Sean looked over to the radio sitting idle on the desk by the window. “Victor,” he said, looking up sadly at his brother. “You know, Will, I was thinking last night when I couldn’t fall asleep, that I can’t really picture Blair so clear in my head anymore. I’m forgettin’ what she looked like unless I study the portrait. And I don’t remember what she sounded like. Her memory’s fading as fast as my blue jeans.”
The mirth drained from Will’s eyes. He crossed the threshold and sat in a chair across from his brother’s position on the floor. He studied his hands for a few seconds, but when he finally looked at his brother, he was as serious as a heart attack.

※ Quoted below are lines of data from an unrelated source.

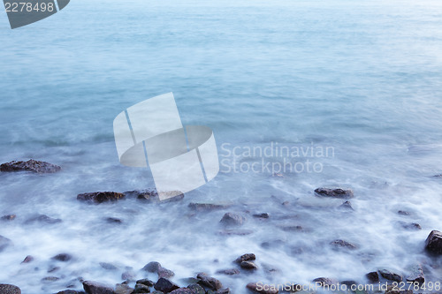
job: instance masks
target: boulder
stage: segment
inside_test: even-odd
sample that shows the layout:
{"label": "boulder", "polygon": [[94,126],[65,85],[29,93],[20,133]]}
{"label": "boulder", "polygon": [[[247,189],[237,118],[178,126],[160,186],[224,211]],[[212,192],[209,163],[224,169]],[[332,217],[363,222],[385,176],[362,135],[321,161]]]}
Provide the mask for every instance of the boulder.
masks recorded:
{"label": "boulder", "polygon": [[115,294],[112,287],[92,281],[84,281],[83,289],[88,294]]}
{"label": "boulder", "polygon": [[57,165],[34,161],[34,159],[30,159],[27,162],[11,162],[0,165],[0,171],[4,172],[26,170],[43,174],[57,172],[60,170],[61,168]]}
{"label": "boulder", "polygon": [[154,288],[159,291],[169,293],[174,290],[179,289],[179,286],[166,278],[159,278],[158,282],[155,283]]}
{"label": "boulder", "polygon": [[339,198],[339,199],[348,199],[354,197],[352,190],[344,190],[339,188],[338,189],[317,188],[315,190],[315,192],[320,196]]}
{"label": "boulder", "polygon": [[2,294],[21,294],[21,290],[14,285],[0,283],[0,293]]}
{"label": "boulder", "polygon": [[442,255],[442,232],[432,230],[425,241],[425,249],[431,253]]}

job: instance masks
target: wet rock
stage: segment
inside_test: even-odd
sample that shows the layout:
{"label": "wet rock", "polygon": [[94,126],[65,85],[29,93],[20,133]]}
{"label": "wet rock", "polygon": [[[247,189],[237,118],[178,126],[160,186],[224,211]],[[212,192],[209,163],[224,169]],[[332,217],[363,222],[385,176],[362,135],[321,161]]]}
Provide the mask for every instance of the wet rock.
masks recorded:
{"label": "wet rock", "polygon": [[194,294],[206,294],[206,290],[204,290],[204,288],[197,283],[192,283],[188,285],[187,288],[193,290]]}
{"label": "wet rock", "polygon": [[420,285],[425,283],[425,276],[421,265],[416,265],[411,268],[411,274],[407,278],[407,282],[418,283]]}
{"label": "wet rock", "polygon": [[258,267],[253,261],[241,261],[240,267],[243,269],[257,269]]}
{"label": "wet rock", "polygon": [[246,218],[237,214],[226,213],[219,222],[227,226],[242,225],[246,222]]}
{"label": "wet rock", "polygon": [[242,261],[253,261],[255,260],[256,256],[254,253],[246,253],[237,258],[233,262],[240,264]]}
{"label": "wet rock", "polygon": [[111,287],[92,281],[84,281],[83,289],[88,294],[115,294]]}
{"label": "wet rock", "polygon": [[354,197],[352,190],[317,188],[315,192],[320,196],[332,198],[348,199]]}
{"label": "wet rock", "polygon": [[198,282],[198,283],[202,287],[206,287],[215,290],[218,290],[223,288],[223,284],[221,283],[221,282],[219,282],[219,280],[209,276],[204,273],[198,274],[196,277],[200,279],[200,282]]}
{"label": "wet rock", "polygon": [[148,287],[153,287],[155,285],[154,281],[150,281],[149,279],[141,279],[137,281],[137,283],[142,283]]}
{"label": "wet rock", "polygon": [[316,284],[321,285],[322,287],[332,285],[335,283],[332,279],[326,277],[316,278],[312,282],[315,283]]}
{"label": "wet rock", "polygon": [[269,218],[269,217],[271,217],[271,215],[269,215],[268,213],[257,214],[257,215],[253,215],[253,217],[255,217],[255,218]]}
{"label": "wet rock", "polygon": [[16,217],[17,217],[17,215],[4,215],[4,216],[0,217],[0,220],[2,220],[2,221],[13,221],[13,220],[15,220]]}
{"label": "wet rock", "polygon": [[358,248],[355,245],[354,245],[350,242],[345,241],[345,240],[341,240],[341,239],[337,239],[337,240],[332,241],[332,242],[330,242],[330,245],[332,245],[332,247],[333,247],[335,249],[345,248],[345,249],[349,249],[349,250],[355,250]]}
{"label": "wet rock", "polygon": [[125,194],[116,192],[94,192],[78,194],[77,200],[80,201],[103,203],[108,201],[117,201],[125,199]]}
{"label": "wet rock", "polygon": [[189,203],[189,208],[196,211],[210,211],[225,209],[230,207],[230,205],[225,204],[213,204],[213,203]]}
{"label": "wet rock", "polygon": [[278,290],[272,285],[265,285],[262,283],[249,283],[246,286],[247,289],[250,290],[255,293],[260,294],[278,294]]}
{"label": "wet rock", "polygon": [[442,254],[442,232],[432,230],[425,240],[425,249],[433,254]]}
{"label": "wet rock", "polygon": [[21,290],[14,285],[0,283],[0,293],[2,294],[21,294]]}
{"label": "wet rock", "polygon": [[239,275],[240,271],[236,268],[220,269],[217,271],[217,274],[234,275]]}
{"label": "wet rock", "polygon": [[32,223],[47,223],[47,224],[54,224],[54,223],[59,223],[62,222],[63,221],[60,220],[59,218],[53,218],[45,215],[37,215],[35,216],[33,216],[29,219],[27,219],[25,222],[25,224],[32,224]]}
{"label": "wet rock", "polygon": [[165,278],[159,278],[158,282],[155,284],[155,290],[159,291],[169,293],[174,290],[179,289],[179,286],[171,282],[171,280]]}
{"label": "wet rock", "polygon": [[29,262],[32,262],[33,260],[34,260],[34,257],[31,255],[27,255],[27,257],[25,257],[23,261],[21,261],[21,263],[29,263]]}
{"label": "wet rock", "polygon": [[379,274],[377,272],[370,272],[365,276],[372,283],[379,282]]}
{"label": "wet rock", "polygon": [[60,254],[57,254],[56,256],[51,258],[51,260],[58,260],[58,261],[63,261],[63,262],[69,261],[72,259],[72,256],[69,253],[60,253]]}
{"label": "wet rock", "polygon": [[0,253],[12,245],[12,241],[0,235]]}
{"label": "wet rock", "polygon": [[57,172],[60,170],[61,168],[57,165],[34,161],[34,159],[30,159],[27,162],[11,162],[0,165],[0,171],[4,172],[27,170],[43,174]]}
{"label": "wet rock", "polygon": [[381,276],[385,279],[387,279],[389,281],[393,281],[393,282],[402,282],[402,275],[399,275],[399,274],[396,274],[396,273],[393,273],[388,269],[385,269],[385,268],[383,268],[383,269],[379,269],[379,274],[381,275]]}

“Sean, brother, it has been more than seven years since she left. Seven years. We don’t even know if she’s alive. Rebecca’s alone now too. She still loves you, you know. It’d be far better to drift off to sleep with images of a woman who is real, who’s here and who loves you, than to pine for someone who’s never coming back.” He paused. “Little brother, I promised myself I wouldn’t intrude on your privacies, but I think it needs saying for your own good. Sean, your wife is never coming home to you.”
“I know.”
Sean went back to flipping through photos, but aimlessly. Will studied his hands some more, twirled his mustache, coughed. The silence grew louder by the second.
“So, whaddya think of the preacher doin’ a radio broadcast? Maybe he’s planning to do sermons on the air or something like that.”
“Nah. He’s just a lonely old man, like the rest of us.”
But Sean was thinking how unlike other men the preacher was. Sean knew that Bowman was not merely old and lonely but old and dirty. Sean’s fingers stopped flipping photos. He looked up at his brother as the thought occurred to him, and slowly, his mouth turned into a devious grin.